Piard J, Aral B, Vabres P, Holder-Espinasse M, Mégarbané A, Gauthier S, Capra V, Pierquin G, Callier P, Baumann C, Pasquier L, Baujat G, Martorell L, Rodriguez A, Brady A F, Boralevi F, González-Enseñat M A, Rio M, Bodemer C, Philip N, Cordier M-P, Goldenberg A, Demeer B, Wright M, Blair E, Puzenat E, Parent P, Sznajer Y, Francannet C, DiDonato N, Boute O, Barlogis V, Moldovan O, Bessis D, Coubes C, Tardieu M, Cormier-Daire V, Sousa A B, Franques J, Toutain A, Tajir M, Elalaoui S C, Geneviève D, Thevenon J, Courcet J-B, Rivière J-B, Collet C, Gigot N, Faivre L, Thauvin-Robinet C
EA 4271 GAD "Génétique des Anomalies du Développement", IFR Santé STIC, Université de Bourgogne, Dijon, France; Centre de Génétique Humaine, CHU Besançon, Besançon, France.
Clin Genet. 2015 Mar;87(3):244-51. doi: 10.1111/cge.12361. Epub 2014 Mar 26.
Three overlapping conditions, namely Rothmund-Thomson (RTS), Baller-Gerold (BGS) and RAPADILINO syndromes, have been attributed to RECQL4 mutations. Differential diagnoses depend on the clinical presentation, but the numbers of known genes remain low, leading to the widespread prescription of RECQL4 sequencing. The aim of our study was therefore to determine the best clinical indicators for the presence of RECQL4 mutations in a series of 39 patients referred for RECQL4 molecular analysis and belonging to the RTS (27 cases) and BGS (12 cases) spectrum. One or two deleterious RECQL4 mutations were found in 10/27 patients referred for RTS diagnosis. Clinical and molecular reevaluation led to a different diagnosis in 7/17 negative cases, including Clericuzio-type poikiloderma with neutropenia, hereditary sclerosing poikiloderma, and craniosynostosis/anal anomalies/porokeratosis.

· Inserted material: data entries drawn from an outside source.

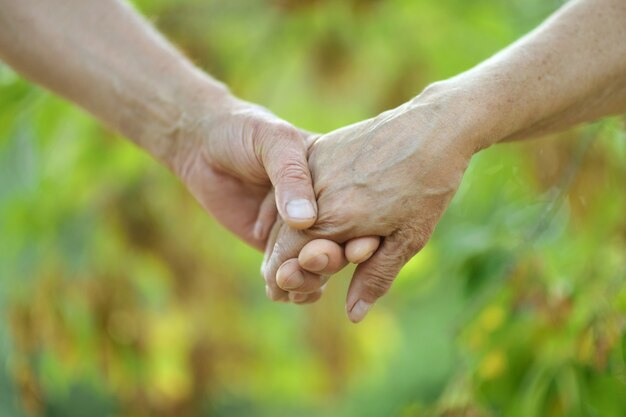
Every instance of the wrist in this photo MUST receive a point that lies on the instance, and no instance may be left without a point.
(471, 115)
(171, 133)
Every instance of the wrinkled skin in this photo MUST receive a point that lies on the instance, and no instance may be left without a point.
(391, 176)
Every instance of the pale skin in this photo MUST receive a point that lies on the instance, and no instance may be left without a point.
(570, 70)
(104, 57)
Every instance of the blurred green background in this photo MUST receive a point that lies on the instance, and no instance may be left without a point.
(120, 297)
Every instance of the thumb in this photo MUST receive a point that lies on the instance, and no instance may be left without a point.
(283, 152)
(373, 278)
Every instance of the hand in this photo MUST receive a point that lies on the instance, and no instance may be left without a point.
(303, 280)
(231, 158)
(391, 176)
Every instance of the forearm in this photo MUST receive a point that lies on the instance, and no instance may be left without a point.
(571, 69)
(103, 56)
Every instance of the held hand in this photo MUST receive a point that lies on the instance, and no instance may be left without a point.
(302, 280)
(231, 159)
(391, 176)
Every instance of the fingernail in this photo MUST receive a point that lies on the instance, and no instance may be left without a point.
(359, 310)
(316, 263)
(300, 209)
(293, 281)
(257, 233)
(297, 297)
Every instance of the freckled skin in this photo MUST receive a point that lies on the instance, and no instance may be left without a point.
(410, 160)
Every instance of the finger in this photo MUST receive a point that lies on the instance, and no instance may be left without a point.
(288, 244)
(373, 278)
(266, 217)
(292, 278)
(273, 291)
(297, 298)
(361, 249)
(322, 256)
(283, 153)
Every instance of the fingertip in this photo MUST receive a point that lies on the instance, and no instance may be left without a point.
(361, 249)
(300, 213)
(322, 256)
(289, 276)
(359, 310)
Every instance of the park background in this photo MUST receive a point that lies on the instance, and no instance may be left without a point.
(120, 297)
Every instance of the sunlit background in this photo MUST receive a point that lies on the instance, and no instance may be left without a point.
(120, 297)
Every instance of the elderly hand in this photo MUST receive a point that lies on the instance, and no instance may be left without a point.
(391, 176)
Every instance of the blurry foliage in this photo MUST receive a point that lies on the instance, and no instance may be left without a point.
(120, 297)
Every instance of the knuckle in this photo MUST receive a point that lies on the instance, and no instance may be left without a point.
(293, 170)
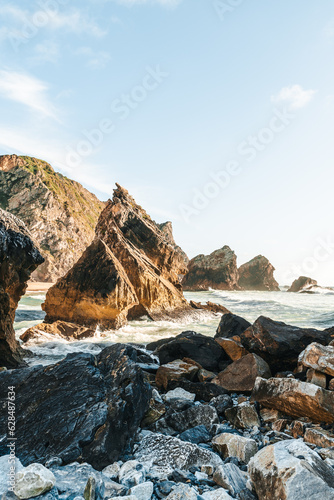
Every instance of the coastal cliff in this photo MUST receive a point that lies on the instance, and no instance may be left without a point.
(60, 213)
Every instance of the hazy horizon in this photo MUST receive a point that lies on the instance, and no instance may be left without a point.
(215, 115)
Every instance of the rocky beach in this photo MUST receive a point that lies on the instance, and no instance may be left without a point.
(143, 375)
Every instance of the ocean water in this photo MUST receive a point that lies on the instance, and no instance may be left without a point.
(304, 310)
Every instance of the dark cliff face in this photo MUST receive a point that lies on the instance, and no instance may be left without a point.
(217, 270)
(60, 214)
(19, 257)
(258, 274)
(142, 276)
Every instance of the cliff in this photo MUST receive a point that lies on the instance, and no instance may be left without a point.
(131, 269)
(60, 213)
(19, 257)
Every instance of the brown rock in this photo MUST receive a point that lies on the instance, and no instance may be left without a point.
(174, 370)
(60, 214)
(295, 398)
(280, 344)
(143, 277)
(301, 283)
(318, 357)
(19, 257)
(235, 350)
(319, 437)
(258, 274)
(240, 376)
(217, 270)
(68, 331)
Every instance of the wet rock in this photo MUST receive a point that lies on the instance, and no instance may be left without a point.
(295, 398)
(240, 376)
(174, 371)
(231, 325)
(233, 445)
(33, 480)
(301, 283)
(164, 454)
(229, 476)
(258, 274)
(243, 416)
(92, 407)
(199, 348)
(68, 331)
(318, 357)
(196, 435)
(291, 470)
(280, 344)
(217, 270)
(221, 403)
(19, 257)
(319, 437)
(196, 415)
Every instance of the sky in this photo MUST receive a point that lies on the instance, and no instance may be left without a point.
(217, 115)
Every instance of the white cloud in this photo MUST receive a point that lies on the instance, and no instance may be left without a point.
(27, 90)
(294, 95)
(95, 60)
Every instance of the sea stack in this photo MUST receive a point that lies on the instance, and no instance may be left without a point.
(131, 269)
(258, 274)
(19, 257)
(217, 270)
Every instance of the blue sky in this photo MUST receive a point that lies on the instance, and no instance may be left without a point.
(217, 115)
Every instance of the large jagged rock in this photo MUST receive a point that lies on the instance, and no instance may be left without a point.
(295, 398)
(280, 344)
(60, 214)
(82, 408)
(258, 274)
(301, 283)
(19, 257)
(290, 470)
(217, 270)
(130, 270)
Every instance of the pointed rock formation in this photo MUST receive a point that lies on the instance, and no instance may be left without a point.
(60, 213)
(301, 283)
(19, 257)
(130, 270)
(258, 274)
(217, 270)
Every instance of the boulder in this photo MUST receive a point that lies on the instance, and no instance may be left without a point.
(33, 480)
(233, 445)
(163, 454)
(240, 376)
(82, 407)
(318, 357)
(231, 325)
(295, 398)
(68, 331)
(301, 283)
(291, 470)
(199, 348)
(19, 257)
(217, 270)
(280, 344)
(174, 370)
(258, 274)
(243, 416)
(130, 270)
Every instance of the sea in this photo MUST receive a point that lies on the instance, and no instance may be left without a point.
(315, 310)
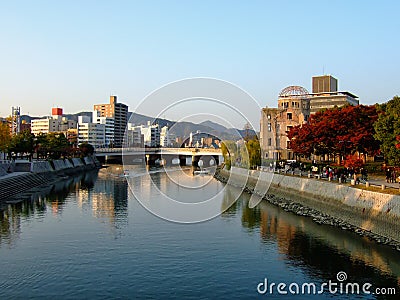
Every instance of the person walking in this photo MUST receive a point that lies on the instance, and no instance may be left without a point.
(388, 175)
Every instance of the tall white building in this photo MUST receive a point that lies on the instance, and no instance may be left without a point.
(91, 133)
(134, 137)
(109, 127)
(55, 123)
(149, 135)
(165, 137)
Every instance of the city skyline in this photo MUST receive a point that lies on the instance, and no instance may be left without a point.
(74, 54)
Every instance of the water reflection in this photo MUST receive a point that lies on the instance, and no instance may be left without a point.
(107, 198)
(322, 251)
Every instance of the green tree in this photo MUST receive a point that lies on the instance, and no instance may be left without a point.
(5, 137)
(22, 143)
(229, 152)
(387, 129)
(86, 149)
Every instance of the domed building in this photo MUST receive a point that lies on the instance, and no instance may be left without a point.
(293, 109)
(295, 105)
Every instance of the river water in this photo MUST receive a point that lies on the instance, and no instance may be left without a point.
(89, 238)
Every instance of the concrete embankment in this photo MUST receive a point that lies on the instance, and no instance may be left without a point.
(29, 175)
(372, 214)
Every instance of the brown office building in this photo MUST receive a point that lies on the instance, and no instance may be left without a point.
(325, 94)
(119, 112)
(295, 105)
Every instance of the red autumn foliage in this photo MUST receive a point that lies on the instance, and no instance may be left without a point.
(337, 131)
(398, 144)
(352, 161)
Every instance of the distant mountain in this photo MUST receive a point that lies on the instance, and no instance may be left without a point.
(214, 125)
(179, 129)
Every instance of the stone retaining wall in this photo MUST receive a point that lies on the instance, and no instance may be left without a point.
(77, 162)
(88, 160)
(41, 167)
(376, 212)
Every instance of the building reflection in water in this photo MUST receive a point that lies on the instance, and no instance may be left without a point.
(320, 249)
(108, 199)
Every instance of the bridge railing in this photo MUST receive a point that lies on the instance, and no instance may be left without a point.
(156, 150)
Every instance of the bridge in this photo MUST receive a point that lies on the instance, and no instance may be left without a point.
(163, 156)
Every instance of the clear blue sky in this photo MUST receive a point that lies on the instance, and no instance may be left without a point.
(73, 54)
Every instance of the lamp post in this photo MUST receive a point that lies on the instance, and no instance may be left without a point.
(344, 147)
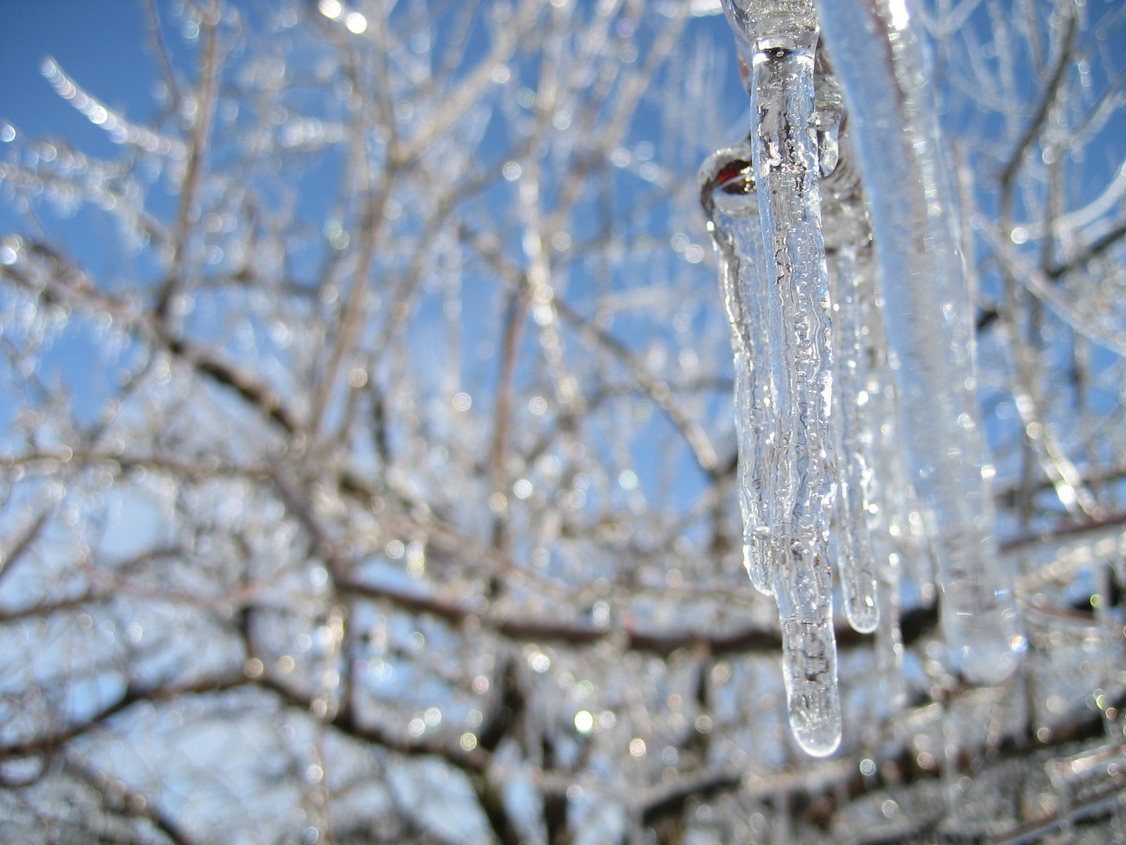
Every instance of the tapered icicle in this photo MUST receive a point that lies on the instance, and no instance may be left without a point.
(731, 204)
(879, 60)
(856, 566)
(778, 42)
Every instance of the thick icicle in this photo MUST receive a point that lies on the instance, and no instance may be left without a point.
(855, 562)
(779, 41)
(731, 204)
(879, 61)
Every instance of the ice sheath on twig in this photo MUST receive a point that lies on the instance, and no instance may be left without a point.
(803, 322)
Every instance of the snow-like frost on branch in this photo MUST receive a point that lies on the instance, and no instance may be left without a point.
(855, 388)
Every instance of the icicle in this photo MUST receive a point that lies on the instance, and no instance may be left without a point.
(879, 62)
(731, 204)
(779, 42)
(855, 561)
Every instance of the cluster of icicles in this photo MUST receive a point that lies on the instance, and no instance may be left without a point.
(855, 394)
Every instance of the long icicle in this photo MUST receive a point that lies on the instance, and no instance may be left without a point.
(879, 60)
(779, 43)
(731, 204)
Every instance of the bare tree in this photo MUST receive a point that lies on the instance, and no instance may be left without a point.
(376, 483)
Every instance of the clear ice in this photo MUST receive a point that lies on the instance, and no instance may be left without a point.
(778, 45)
(855, 407)
(882, 67)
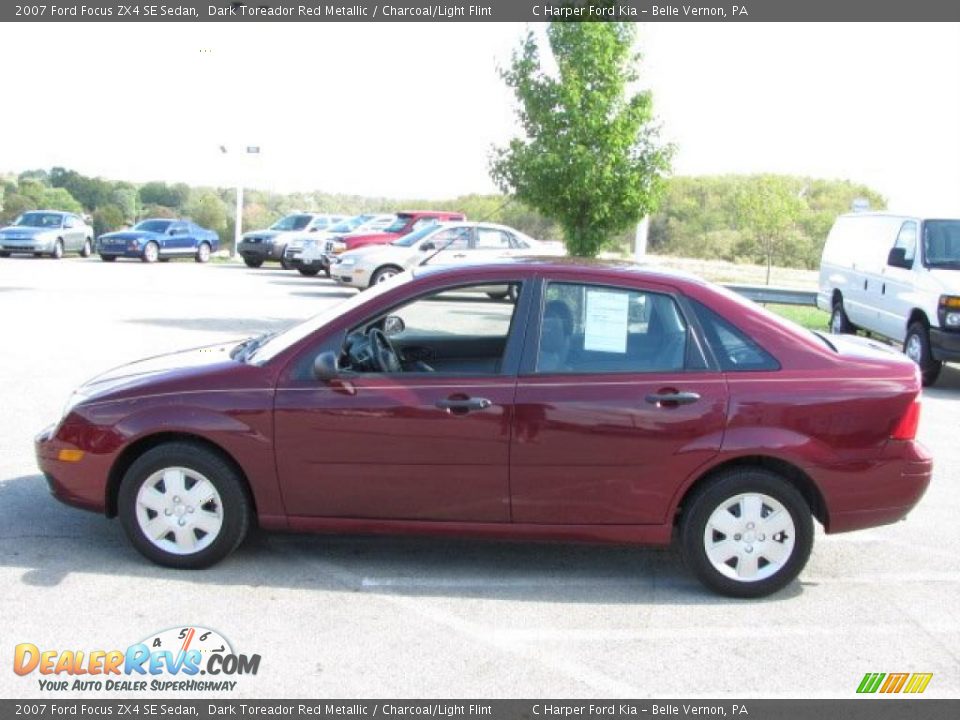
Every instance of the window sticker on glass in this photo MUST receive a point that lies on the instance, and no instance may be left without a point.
(606, 322)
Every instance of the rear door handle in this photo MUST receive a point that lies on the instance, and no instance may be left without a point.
(672, 399)
(460, 406)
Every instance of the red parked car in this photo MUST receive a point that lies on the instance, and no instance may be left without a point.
(608, 403)
(406, 223)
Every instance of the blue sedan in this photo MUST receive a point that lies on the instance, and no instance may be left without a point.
(159, 239)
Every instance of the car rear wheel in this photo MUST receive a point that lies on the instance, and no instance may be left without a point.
(747, 533)
(383, 274)
(839, 323)
(151, 252)
(916, 346)
(183, 506)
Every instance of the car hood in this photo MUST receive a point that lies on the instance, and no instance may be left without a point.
(135, 378)
(947, 278)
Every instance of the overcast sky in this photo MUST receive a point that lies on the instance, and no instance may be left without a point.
(411, 110)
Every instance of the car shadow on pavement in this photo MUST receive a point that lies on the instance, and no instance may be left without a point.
(243, 327)
(947, 385)
(50, 541)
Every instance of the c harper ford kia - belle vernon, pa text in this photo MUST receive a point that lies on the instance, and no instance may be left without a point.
(606, 402)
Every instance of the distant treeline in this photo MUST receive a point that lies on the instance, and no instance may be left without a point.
(756, 218)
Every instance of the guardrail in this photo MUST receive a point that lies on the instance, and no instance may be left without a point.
(780, 296)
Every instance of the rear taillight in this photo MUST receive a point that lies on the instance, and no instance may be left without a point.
(906, 427)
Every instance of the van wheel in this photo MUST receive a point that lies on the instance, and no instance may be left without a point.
(746, 533)
(916, 346)
(183, 506)
(839, 322)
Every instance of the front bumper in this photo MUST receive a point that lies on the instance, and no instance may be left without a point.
(945, 345)
(80, 483)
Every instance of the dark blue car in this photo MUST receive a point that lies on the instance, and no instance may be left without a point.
(159, 239)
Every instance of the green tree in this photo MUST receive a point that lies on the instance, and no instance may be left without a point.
(768, 210)
(590, 156)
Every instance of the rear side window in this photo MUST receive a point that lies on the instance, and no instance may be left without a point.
(734, 350)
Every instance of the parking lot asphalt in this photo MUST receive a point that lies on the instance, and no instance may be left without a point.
(387, 617)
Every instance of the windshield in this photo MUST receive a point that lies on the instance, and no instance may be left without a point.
(275, 345)
(413, 238)
(159, 226)
(399, 224)
(350, 224)
(941, 243)
(39, 220)
(292, 222)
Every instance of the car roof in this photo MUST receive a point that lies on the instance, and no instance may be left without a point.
(595, 268)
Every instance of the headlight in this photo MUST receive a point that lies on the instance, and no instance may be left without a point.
(949, 311)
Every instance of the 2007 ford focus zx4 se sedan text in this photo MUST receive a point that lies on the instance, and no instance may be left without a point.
(609, 402)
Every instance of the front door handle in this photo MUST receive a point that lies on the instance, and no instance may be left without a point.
(462, 405)
(672, 399)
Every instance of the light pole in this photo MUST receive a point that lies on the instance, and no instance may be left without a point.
(238, 218)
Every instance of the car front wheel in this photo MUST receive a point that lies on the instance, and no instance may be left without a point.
(916, 346)
(183, 506)
(747, 533)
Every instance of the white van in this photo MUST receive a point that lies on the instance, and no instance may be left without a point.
(897, 276)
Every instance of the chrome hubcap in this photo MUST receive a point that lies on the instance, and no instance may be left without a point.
(179, 510)
(914, 349)
(749, 537)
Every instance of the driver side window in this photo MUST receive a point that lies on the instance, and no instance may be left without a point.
(461, 331)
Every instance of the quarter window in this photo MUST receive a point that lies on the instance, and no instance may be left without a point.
(596, 329)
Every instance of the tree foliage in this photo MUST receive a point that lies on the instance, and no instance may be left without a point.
(590, 157)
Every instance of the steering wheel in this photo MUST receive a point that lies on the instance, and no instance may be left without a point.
(385, 355)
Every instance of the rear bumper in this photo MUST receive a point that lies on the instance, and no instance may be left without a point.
(945, 345)
(881, 494)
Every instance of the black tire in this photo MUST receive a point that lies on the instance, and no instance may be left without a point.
(383, 273)
(916, 345)
(722, 489)
(203, 253)
(148, 255)
(235, 504)
(839, 322)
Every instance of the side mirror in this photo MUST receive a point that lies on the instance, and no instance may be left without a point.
(393, 325)
(898, 258)
(326, 366)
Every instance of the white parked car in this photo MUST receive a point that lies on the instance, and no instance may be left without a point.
(897, 276)
(441, 244)
(306, 252)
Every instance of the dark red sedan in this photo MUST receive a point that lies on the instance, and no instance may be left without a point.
(609, 403)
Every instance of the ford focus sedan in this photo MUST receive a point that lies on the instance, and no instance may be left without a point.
(609, 403)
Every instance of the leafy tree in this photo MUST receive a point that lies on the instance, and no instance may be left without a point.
(768, 210)
(108, 218)
(590, 156)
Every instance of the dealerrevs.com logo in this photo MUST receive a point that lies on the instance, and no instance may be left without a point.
(175, 660)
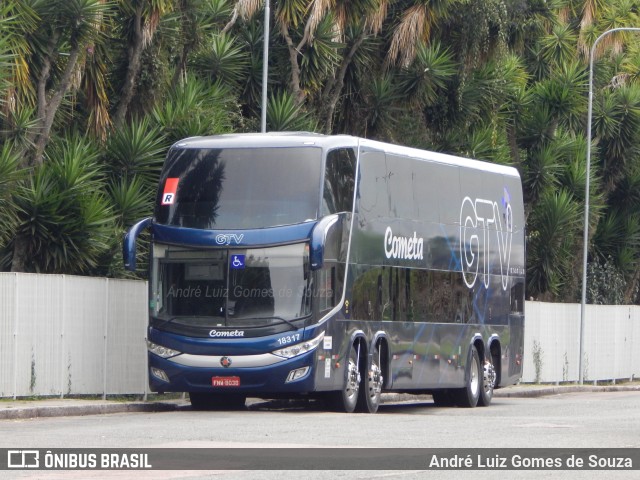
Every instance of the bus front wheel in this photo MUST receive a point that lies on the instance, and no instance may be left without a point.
(487, 384)
(347, 398)
(468, 395)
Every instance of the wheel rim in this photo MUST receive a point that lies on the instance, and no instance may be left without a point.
(489, 378)
(474, 380)
(353, 382)
(375, 381)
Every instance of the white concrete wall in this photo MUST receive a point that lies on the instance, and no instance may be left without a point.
(67, 335)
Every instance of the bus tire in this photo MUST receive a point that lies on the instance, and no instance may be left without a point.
(212, 401)
(468, 396)
(346, 399)
(487, 384)
(371, 391)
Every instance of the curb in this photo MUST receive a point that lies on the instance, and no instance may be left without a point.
(82, 410)
(26, 412)
(558, 390)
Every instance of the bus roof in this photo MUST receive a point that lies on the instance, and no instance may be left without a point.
(295, 139)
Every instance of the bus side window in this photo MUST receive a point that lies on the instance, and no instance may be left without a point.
(339, 181)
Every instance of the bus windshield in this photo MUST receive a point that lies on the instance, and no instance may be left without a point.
(239, 188)
(234, 288)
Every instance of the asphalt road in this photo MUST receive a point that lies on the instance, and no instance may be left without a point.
(572, 420)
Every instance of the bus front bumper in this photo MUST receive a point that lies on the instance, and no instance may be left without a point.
(258, 375)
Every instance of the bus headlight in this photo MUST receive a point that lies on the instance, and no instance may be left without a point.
(161, 351)
(291, 351)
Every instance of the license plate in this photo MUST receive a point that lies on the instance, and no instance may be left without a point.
(225, 381)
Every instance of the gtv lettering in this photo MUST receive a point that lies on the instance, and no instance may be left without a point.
(483, 230)
(229, 238)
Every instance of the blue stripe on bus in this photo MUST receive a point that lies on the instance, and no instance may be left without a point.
(231, 238)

No RECQL4 mutations were found in the BGS group without poikiloderma, confirming that RECQL4 sequencing was not indicated in this phenotype. One chromosomal abnormality and one TWIST mutation was found in this cohort. This study highlights the search for differential diagnoses before the prescription of RECQL4 sequencing in this clinically heterogeneous group. The combination of clinically defined subgroups and next-generation sequencing will hopefully bring to light new molecular bases of syndromes with poikiloderma, as well as BGS without poikiloderma.
三种重叠病症,即罗思蒙德-汤姆森(RTS)综合征、巴勒-杰罗尔德(BGS)综合征和拉帕迪利诺综合征,已被归因于RECQL4基因突变。鉴别诊断取决于临床表现,但已知基因数量仍然较少,这导致RECQL4测序被广泛应用。因此,我们研究的目的是在39例因RECQL4分子分析而转诊的患者中确定RECQL4突变存在的最佳临床指标,这些患者属于RTS(27例)和BGS(12例)谱系。在转诊进行RTS诊断的27例患者中,10例发现了一到两个有害的RECQL4突变。临床和分子重新评估导致17例阴性病例中的7例有了不同诊断,包括伴有中性粒细胞减少的克莱里库齐奥型皮肤异色症、遗传性硬化性皮肤异色症以及颅缝早闭/肛门异常/汗孔角化病。在无皮肤异色症的BGS组中未发现RECQL4突变,证实该表型无需进行RECQL4测序。在该队列中发现了1例染色体异常和1例TWIST突变。本研究强调在这个临床异质性群体中,在进行RECQL4测序之前要进行鉴别诊断。临床定义的亚组与下一代测序相结合,有望揭示伴有皮肤异色症的综合征以及无皮肤异色症的BGS综合征的新分子基础。